Buy or Build Your Home Bar?
There are prefabricated bars that can easily be bought at large home depots, but if you are a hobbyist, you might want to make one on your own. Don’t depend on the carpenter to just build one without any specs. Since you’re the one who frequents bars, you should know what would work best.
Study the most ideal height, where the electrical sockets and sinks should be situated, and make sure that there’s leg room. You need to build for comfort – both for you, as the bartender, and your guests.
Stock up
Having a bar and a fridge filled to the brim with beer are two different things. The latter is what you had at university. Now that you have matured, so should your style of entertaining.

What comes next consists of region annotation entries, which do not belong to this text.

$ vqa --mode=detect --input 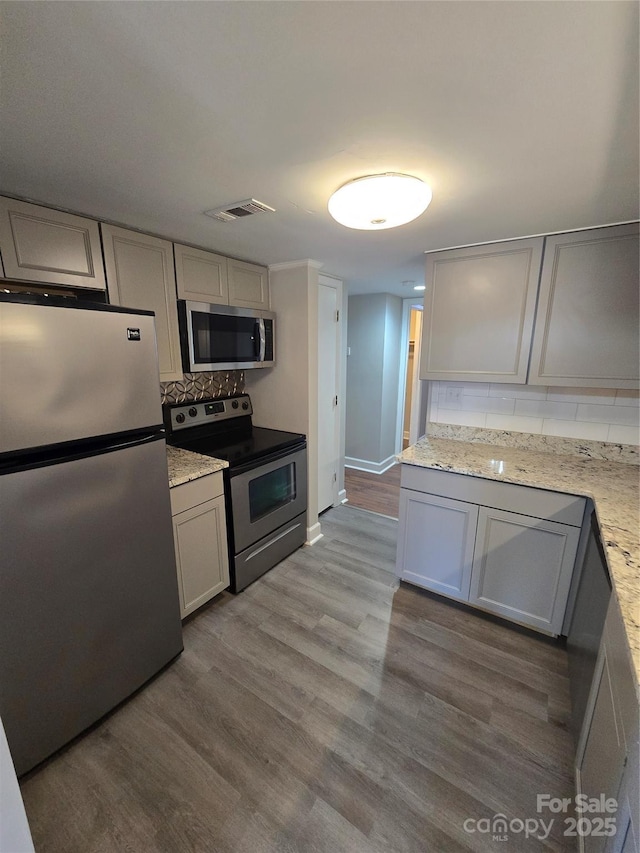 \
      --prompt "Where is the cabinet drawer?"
[171,471,224,515]
[401,464,586,527]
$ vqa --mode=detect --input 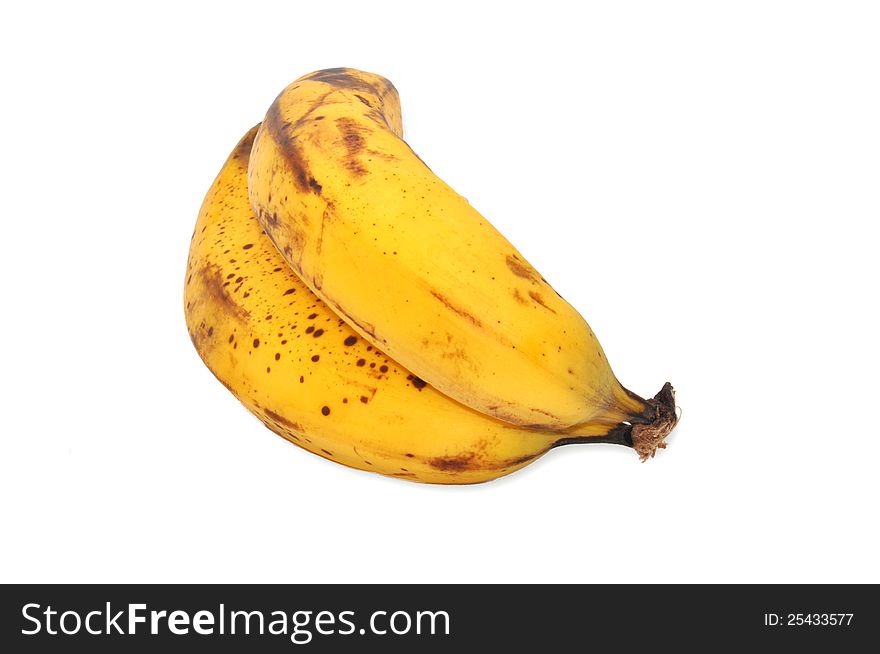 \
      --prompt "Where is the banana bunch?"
[184,68,677,484]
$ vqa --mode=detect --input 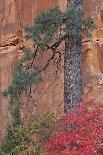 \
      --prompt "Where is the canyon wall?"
[0,0,103,143]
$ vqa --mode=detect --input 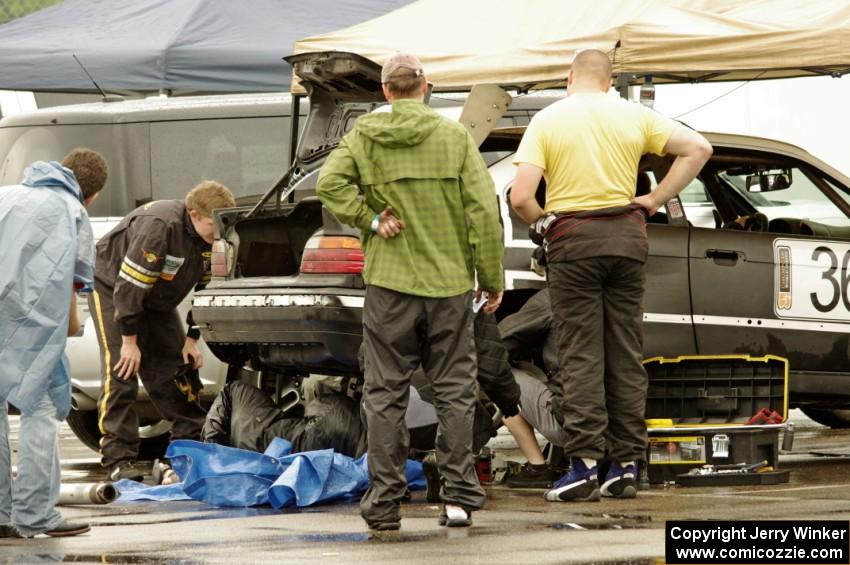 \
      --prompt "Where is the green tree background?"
[0,0,62,24]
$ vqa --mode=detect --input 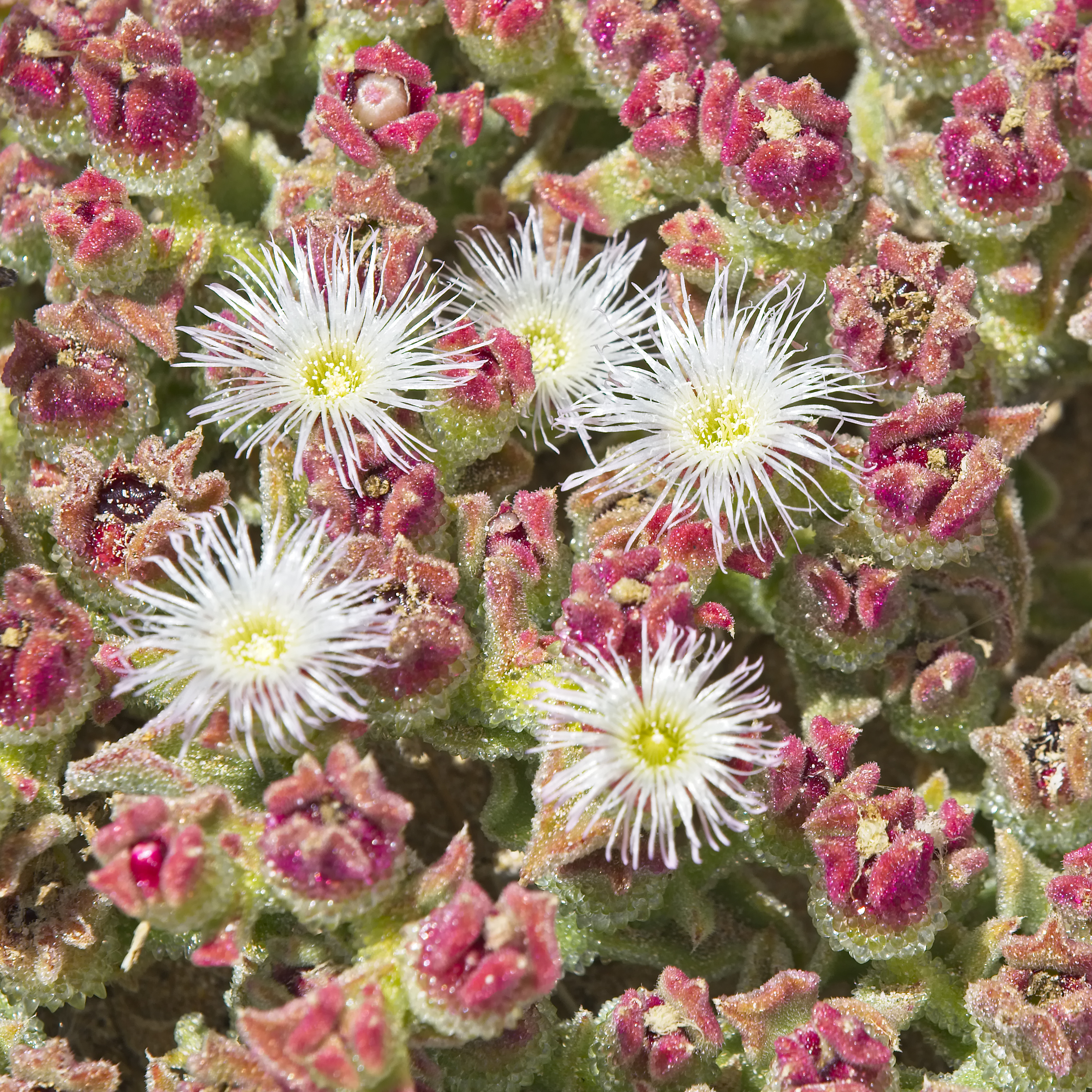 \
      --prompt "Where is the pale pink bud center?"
[353,72,410,129]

There are basic drinks and equipment you must invest in to start a decent bar. Make sure you have bottles of the most well-known stand-alone liquors. The essentials are bourbon or whiskey, a single-malt scotch, and vodka.
Then you have the so-called specialty items – Triple Sec, Amaretto, and brandy. Get small bottles for starters as you won’t be using them too often.
As for the gear, there are basic bartending kits available in specialty shops, large department stores, and even online. These may contain any or all of the following: basic cocktail glassware (brandy snifter, wineglasses, rocks or ‘old-fashioned’ glasses, champagne flutes, collins glasses, martini glasses, margarita glasses, highball or ‘straight’ glasses), a waiter’s corkscrew, a bar spoon, a cocktail shaker, a strainer, a double jigger, a muddler, a citrus squeezer, a champagne stopper, a paring knife, a bowl for ice, tongs, toothpicks, and cocktail napkins.
You’ll also eventually need mixers and garnishes, such as sugar, cocktail onions, brandied cherries, ginger ale, cola, lemon-lime soda, soda and tonic water, and a large bottle each of cranberry juice and orange juice. Stuff that should be fresh and bought at the last minute are limes, lemons, ice, and mint leaves.
Cocktail experts cringe at the thought of using bottled olives bought at the supermarket. For perfect martinis and other drinks, they recommend those purchased from an upscale deli. The best varieties are Green Lucque, Picholine, and Nicoise, but these are somewhat difficult to find.
The moves
The Internet is replete with recipes on mixed drinks, and you’d have to perfect the art by practicing. For instance, there’s a whole science to making the perfect martini – some say even James Bond’s shaken drink is an abomination – but that’s a whole other topic. You can discreetly hide a mixing list underneath the bar while you haven’t yet mastered the drinks by heart.
For now, try studying the moves. Don’t just stick the straw into the drink; throw it in the air with your right hand, let it flip once or twice, catch it with your left, and shoot it into the glass. Instead of just sticking in a lemon wedge, practice tossing it behind you with your right hand and over your left shoulder, catching it in the glass. You’ll be like Tom Cruise in the movie “Cocktail” in no time.